Au Festival international du film de Marrakech, l’équipe de Brut s’est entretenue avec Nabil Ayouch, un réalisateur, et Nisrin Erradi, une actrice. Ils ont discuté ensemble de « Everybody Loves Touda », leur dernier film. Dans cette œuvre cinématographique, Nisrin Erradi joue le rôle de Touda, une jeune femme aspirant à devenir chikha, une chanteuse traditionnelle marocaine connue pour sa liberté d’expression sans retenue. « Everybody Loves Touda » est sorti dans les salles de cinéma le 18 décembre.
Nabil Ayouch raconte : « À chaque fois que l’on assiste à des événements tels qu’un mariage, un baptême, une circoncision, ou même un moussem, une chikha se met à chanter et tout le monde est emporté dans cette énergie mouvante, presque comme une transe. C’est ancré dans nos racines.«
Le public marocain a été profondément touché en découvrant ce film, se rapprochant de ces femmes qui font partie de leur quotidien. Ces figures sont à la fois admirées et critiquées, créant un lien ambivalent. Comme le souligne Ayouch, « Le personnage de Touda, incarné par Nisrin dans ce film, leur restitue une place, et leur rend leur dignité. »

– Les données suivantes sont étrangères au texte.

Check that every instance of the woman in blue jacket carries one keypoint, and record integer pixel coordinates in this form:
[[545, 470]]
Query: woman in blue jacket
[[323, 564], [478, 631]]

Quand réalisateur et actrice s’accordent parfaitement
Nisrin Erradi évoque une entente parfaite avec Nabil Ayouch durant le tournage : « Une harmonie s’est établie d’elle-même. On se complétait naturellement l’un l’autre. » Ayouch ajoute : « J’ai appris à vraiment connaître Nisrin, l’écouter, découvrir qui elle était au plus profond, et c’est ainsi qu’un vrai pacte de confiance s’est installé entre nous. »
Cette alchimie leur a permis de créer quelque chose de solide, bien au-delà des mots, grâce à une compréhension profonde. « Il y avait des moments où j’espérais quelque chose, et je pense qu’en quelque sorte, je le lui faisais comprendre à travers des vibrations, elle les percevait, et elle se lançait, » explique le metteur en scène.
Une production qui met en lumière les invisibles
Nabil Ayouch décrit « Everybody Loves Touda » comme faisant partie d’un projet plus vaste : « J’ai le sentiment qu’avec tous mes films, j’ai essayé de façonner un ensemble qui aborde ces questions identitaires et donne une place à ceux que la société préfère ignorer, ces gens en marge. »
Ce film a permis à Ayouch de renouer avec sa propre identité complexe et de donner du poids à « une sorte d’armée silencieuse, vivant autour de moi, dans ce pays, pour s’exprimer et apparaître avec fierté et respect. » Une démarche qui le remplit de satisfaction.